WASHINGTON—After years of tension between the Government Employees (AFGE) and its unit of 7,600 Immigration and Customs Enforcement (ICE) agents, the parent union made “the difficult decision” to let the ICE agents leave both it and the AFL-CIO, AFGE President Everett Kelley has announced.
The July 12 statement said AFGE formally told the Federal Labor Relations Authority, which oversees labor-management relations between federal worker unions and federal bosses, that it is “disclaiming interest” in representing the agents. FLRA must approve the move, but AFGE said that’s routine.
“It is clear AFGE Council 118,” the ICE agents’ unit, “remains steadfast in their desire to no longer be a part of AFGE or the broader labor movement,” Kelley said. “As a result, we made the difficult decision to disclaim interest in this unit. While we had hoped to avoid this outcome, today’s action begins the process of granting Council 118’s request.”
This news comes after the ICE agents have been trying to disaffiliate from their parent union, as well as the AFL-CIO for some time
Many in the labor and immigrant rights movements believe it is high time that the ICE unit be cut off from the union movement. They have argued that the racist and anti-immigrant behavior of ICE is antithetical to the purposes of the legitimate labor movement which they see as extending full rights to all workers in the nation, including those who are undocumented. Anything short of that, the AFL-CIO itself has argued, opens the door to exploitation of all workers in the country.

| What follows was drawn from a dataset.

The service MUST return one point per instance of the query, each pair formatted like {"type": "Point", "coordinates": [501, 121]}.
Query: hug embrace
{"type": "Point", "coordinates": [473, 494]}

The decision to let the local representing ICE workers leave the union should not have been “difficult” at all since ICE has and continues to terrorize poor, working-class, and immigrant workers, negating its right to have a place in the labor movement.

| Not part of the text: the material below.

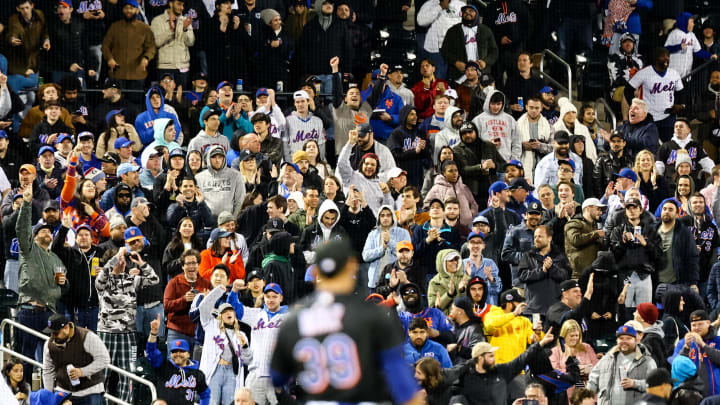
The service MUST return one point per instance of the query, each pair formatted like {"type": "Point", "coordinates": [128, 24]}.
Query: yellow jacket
{"type": "Point", "coordinates": [511, 334]}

ICE agents have joined in efforts that result in the deaths of immigrant workers so their leaving the U.S. labor movement is in no way a loss to the labor movement.
Chris Crane, president of the ICE unit, essentially confirmed this viewpoint when he said his members “are sick of being labeled Nazis and racists by fellow unionists.” Crane outrageously claimed both AFGE and the AFL-CIO “foster hate and prejudice” against the ICE agents and do not adequately represent them, he claimed, as labor law mandates.

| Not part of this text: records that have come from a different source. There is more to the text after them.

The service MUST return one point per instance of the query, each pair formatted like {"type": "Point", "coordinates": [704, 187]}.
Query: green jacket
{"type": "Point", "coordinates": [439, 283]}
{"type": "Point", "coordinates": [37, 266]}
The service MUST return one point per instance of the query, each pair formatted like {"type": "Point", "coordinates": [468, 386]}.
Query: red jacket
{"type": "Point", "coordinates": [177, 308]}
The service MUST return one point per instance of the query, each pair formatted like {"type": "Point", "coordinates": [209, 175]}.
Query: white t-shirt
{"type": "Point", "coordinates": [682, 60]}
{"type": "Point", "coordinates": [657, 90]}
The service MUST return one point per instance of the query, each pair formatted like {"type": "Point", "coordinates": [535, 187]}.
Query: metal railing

In prior interviews with the right-wing Washington Examiner and The Washington Times, Crane also accused both the union and the AFL-CIO of financial mismanagement. “AFGE and the AFL-CIO became far-left organizations a long time ago,” he told the Times. “They don’t care about workers. They only care about their far-left agendas and politics.”
The break has been a long time coming. Under Crane’s outspoken misleadership, the ICE agents unit became one of only two bodies within organized labor to endorse Republican Donald Trump in both of his runs for the White House. The other is the International Union of Police Associations, which is much smaller than the non-union Federation of Police. And the ICE unit often endorses anti-migrant hardliners for Congress, too.
ICE’s reason for strongly backing Trump was the Republican’s anti-migrant policies, which were clearly racist. ICE agents enforced them with enthusiasm. Employers scheming to repress organizing drives among Spanish-speaking workers often threaten them with ICE raids, then call ICE agents in, especially to meatpacking plants.
On his last full day in the Oval Office, Trump signed off on a seven-year contract between the ICE agents unit and acting Department of Homeland Security Secretary Ken Cuccinelli, himself a noted anti-migrant hardliner. The pact would have given the unit virtual veto power over enforcement, despite its bosses in DHS, of whatever party.
Within weeks of taking office, President Biden dumped the contract. He’s also trying, with a mixed record, to revoke some of Trump’s anti-migrant policies. And Biden and the Democratic-run Congress stopped construction of Trump’s Mexican Wall, a project the ICE agents unit strongly favors.